Spacewalking astronauts close to fixing cosmic ray detector

CAPE CANAVERAL: Spacewalking astronauts worked to complete repairs to a cosmic ray detector outside the International Space Station on Saturday and give it new life.

It was the fourth spacewalk since November for Nasa’s Andrew Morgan and Italy’s Luca Parmitano to fix the Alpha Magnetic Spectrometer. They installed new coolant pumps last month to revive the instrument’s crippled cooling system and needed to check for any leaks in the plumbing.

Parmitano quickly discovered a slight leak and tightened the fittings.

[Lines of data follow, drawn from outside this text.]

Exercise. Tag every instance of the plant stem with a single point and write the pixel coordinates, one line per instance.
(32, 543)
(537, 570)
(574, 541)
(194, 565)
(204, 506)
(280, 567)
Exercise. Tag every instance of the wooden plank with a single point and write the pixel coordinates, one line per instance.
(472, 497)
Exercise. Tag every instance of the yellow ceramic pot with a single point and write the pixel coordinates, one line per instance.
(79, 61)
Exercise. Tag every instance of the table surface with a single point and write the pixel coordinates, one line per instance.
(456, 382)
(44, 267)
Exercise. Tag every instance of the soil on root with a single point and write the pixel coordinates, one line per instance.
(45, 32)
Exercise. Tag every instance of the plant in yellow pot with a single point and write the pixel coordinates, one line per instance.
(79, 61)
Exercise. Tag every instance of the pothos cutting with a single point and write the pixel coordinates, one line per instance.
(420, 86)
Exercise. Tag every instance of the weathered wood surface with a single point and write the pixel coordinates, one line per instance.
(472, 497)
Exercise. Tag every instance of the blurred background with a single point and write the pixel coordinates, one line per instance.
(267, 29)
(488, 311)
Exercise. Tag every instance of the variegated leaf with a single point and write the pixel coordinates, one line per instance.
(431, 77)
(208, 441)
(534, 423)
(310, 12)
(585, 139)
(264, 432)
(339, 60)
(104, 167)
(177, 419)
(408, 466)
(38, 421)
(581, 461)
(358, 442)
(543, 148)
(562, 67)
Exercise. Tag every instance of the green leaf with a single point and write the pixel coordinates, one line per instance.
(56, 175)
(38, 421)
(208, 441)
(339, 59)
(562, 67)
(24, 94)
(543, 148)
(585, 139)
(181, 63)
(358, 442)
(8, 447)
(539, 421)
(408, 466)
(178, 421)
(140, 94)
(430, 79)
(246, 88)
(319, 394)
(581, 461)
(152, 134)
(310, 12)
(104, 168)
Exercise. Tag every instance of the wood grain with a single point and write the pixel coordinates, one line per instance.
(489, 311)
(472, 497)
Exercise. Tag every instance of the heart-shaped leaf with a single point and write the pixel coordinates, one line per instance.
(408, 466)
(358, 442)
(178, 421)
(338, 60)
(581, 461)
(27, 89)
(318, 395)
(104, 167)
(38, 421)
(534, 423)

Our day just got a little more challenging, Mission Control observed.

Provided everything goes well, the $2 billion spectrometer launched to the space station in 2011 could resume its hunt for elusive antimatter and dark matter next week, according to Nasa.

Nasa has described the spectrometer spacewalks as the most complicated since the Hubble Space Telescope repair missions a few decades ago. Unlike Hubble, this spectrometer was never intended for astronaut handling in orbit, and it took Nasa years to devise a repair plan.

Despite their complexity, the first three spacewalks went well. Morgan and Parmitano had to cut into stainless steel pipes to bypass the spectrometer’s old, degraded coolant pumps, and then spliced the tubes into the four new pumps no easy job when working in bulky gloves. The system uses carbon dioxide as the coolant.

Besides checking for leaks Saturday, the astronauts had to cover the spectrometer with thermal insulation.

Good luck out there, have a lot of fun,” astronaut Jessica Meir radioed from inside. “We are very excited for you to be finishing off all of the amazing work that you’ve already put into this AMS repair, and I think everyone’s excited to the prospects of what AMS has to offer once you guys finish off the work today.